The substitution rate in chloroplast IR region genes is significantly lower than that in the SC region, thus greater conservation in the IR region [46]. However, structural variations in the IR/SC boundary regions are still common [4749]. Among the 41 Pteridaceae cpDNAs, varying degrees of IR/SC boundary expansion and contraction were observed, even within the same genus. The IR/SSC boundary genes remained consistent in the Pteridaceae cpDNAs, with differences primarily attributed to SSC region inversions. In contrast, the LSC/IR boundary varied more due to changes in the trnI-CAU position and the absence of trnT-UGU in some species. The variation in cpDNA size is often associated with changes in the IR/SC boundary [5052] and the expansion of repetitive sequences [30, 31]. In this study, the movement in the IR/SC boundary genes of Pteridaceae cpDNA only led to minor differences in cpDNA size. For instance, the cpDNA size of H. subcordata was the largest, with a longer IR region due to the expansion of the rps12 - rrn16 IGS, rather than significant expansion of its IR/SC boundaries. A strong correlation between cpDNAs and IGSs was observed, and there was a common occurrence of overlong IGSs in species within this family. These overlong IGSs consistently aligned with the changes in the Pteridaceae cpDNA size, implying their primary influence on cpDNA size and their potential role in driving cpDNA structure evolution [53]. In cases like A. malesianum, overlong IGS amplifies cpDNA size and triggers sequential movement of LSC region genes, affecting IR/SC boundaries [48].

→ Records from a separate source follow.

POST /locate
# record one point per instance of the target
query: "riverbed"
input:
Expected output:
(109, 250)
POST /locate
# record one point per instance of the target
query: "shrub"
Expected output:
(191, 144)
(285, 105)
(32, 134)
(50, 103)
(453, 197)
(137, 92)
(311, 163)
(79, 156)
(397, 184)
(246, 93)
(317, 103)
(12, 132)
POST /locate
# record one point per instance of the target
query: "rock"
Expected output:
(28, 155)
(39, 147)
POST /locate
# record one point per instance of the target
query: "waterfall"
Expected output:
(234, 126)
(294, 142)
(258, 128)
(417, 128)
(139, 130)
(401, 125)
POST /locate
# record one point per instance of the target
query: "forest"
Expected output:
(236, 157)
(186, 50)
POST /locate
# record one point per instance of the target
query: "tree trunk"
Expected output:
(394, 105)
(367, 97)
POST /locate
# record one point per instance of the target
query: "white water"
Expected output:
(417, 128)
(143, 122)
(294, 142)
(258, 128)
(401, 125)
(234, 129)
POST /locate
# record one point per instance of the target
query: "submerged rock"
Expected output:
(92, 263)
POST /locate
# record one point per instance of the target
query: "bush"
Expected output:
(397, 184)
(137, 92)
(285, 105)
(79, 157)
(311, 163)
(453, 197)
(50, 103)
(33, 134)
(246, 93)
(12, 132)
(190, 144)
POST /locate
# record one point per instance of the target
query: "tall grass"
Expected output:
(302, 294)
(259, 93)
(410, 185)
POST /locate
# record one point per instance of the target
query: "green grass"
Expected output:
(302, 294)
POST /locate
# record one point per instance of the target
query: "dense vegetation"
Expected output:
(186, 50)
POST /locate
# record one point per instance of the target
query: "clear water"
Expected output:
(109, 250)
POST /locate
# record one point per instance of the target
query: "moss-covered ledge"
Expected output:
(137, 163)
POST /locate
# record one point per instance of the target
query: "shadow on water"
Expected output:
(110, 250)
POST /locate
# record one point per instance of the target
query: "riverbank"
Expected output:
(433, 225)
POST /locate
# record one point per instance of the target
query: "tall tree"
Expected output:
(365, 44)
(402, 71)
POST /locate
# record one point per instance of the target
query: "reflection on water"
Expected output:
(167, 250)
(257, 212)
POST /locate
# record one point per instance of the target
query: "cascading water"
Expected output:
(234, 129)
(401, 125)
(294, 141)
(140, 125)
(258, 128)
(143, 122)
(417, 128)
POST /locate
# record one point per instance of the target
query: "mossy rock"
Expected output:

The overlong IGSs prevalent in the Pteridaceae family were found in various intergenic regions across different species and showed a degree of collinearity (Figure S4). Mobile elements are present in the fern cpDNAs and are often found near genome inversion sites [53]. In this study, only a few inversions occurred in the Pteridaceae cpDNAs, such as the ndhJ - psbE, the rrn5 - rrn16, and the SSC region. Some overlong IGSs were also found near inversion sites, such as rrn16 - rps12, which may have served as hotspots for IGS expansion. Additionally, the psbE - petL IGS of Pentagramma triangularis also underwent expansion. Within the same IGS, the GC content of overlong IGSs that underwent expansion was consistently higher, showing a significant difference compared to non-overlong IGSs. An important characteristic of GC base pairs is their higher thermal stability compared to AT base pairs [54]. These interactions appear to be crucial for the overall structural stability of DNA and RNA transcripts [55, 56]. Significant differences in GC content exist among different genomes and within different regions of genomes. Some studies suggest a correlation between GC content and the length of coding genes, where the length of exons often increases with higher GC content [57]. This is because stop codons are rich in AT, consequently resulting in a lower frequency of stop codon occurrence in GC-rich exons [58]. The increase in GC content may also be attributed to the presence of more GC-rich sequences within these overlong IGSs, such as repetitive sequences. In the Pteridaceae cpDNAs, the overlong IGSs contained significantly more repetitive sequences, especially tandem repeats and dispersed repeats; meanwhile, these repeats had a strong positive correlation with the expansion of IGSs (r = 0.77 and 0.72, respectively), although statistical significance was not achieved. This suggests that repetitive sequences may promote the occurrence of chloroplast genome structural variation (SV). For instance, the location of SV in the Carex cpDNAs is closely related to the location of long repeats [59]. The amplification of the Cyripedium cpDNAs is associated with a surge in AT-biased repeats [30]. In addition, similar fragments were observed in the mitochondrial genomes of H. ensiformis and detected transposable element-like fragments in a few species, suggesting that they may transfer among different organelles.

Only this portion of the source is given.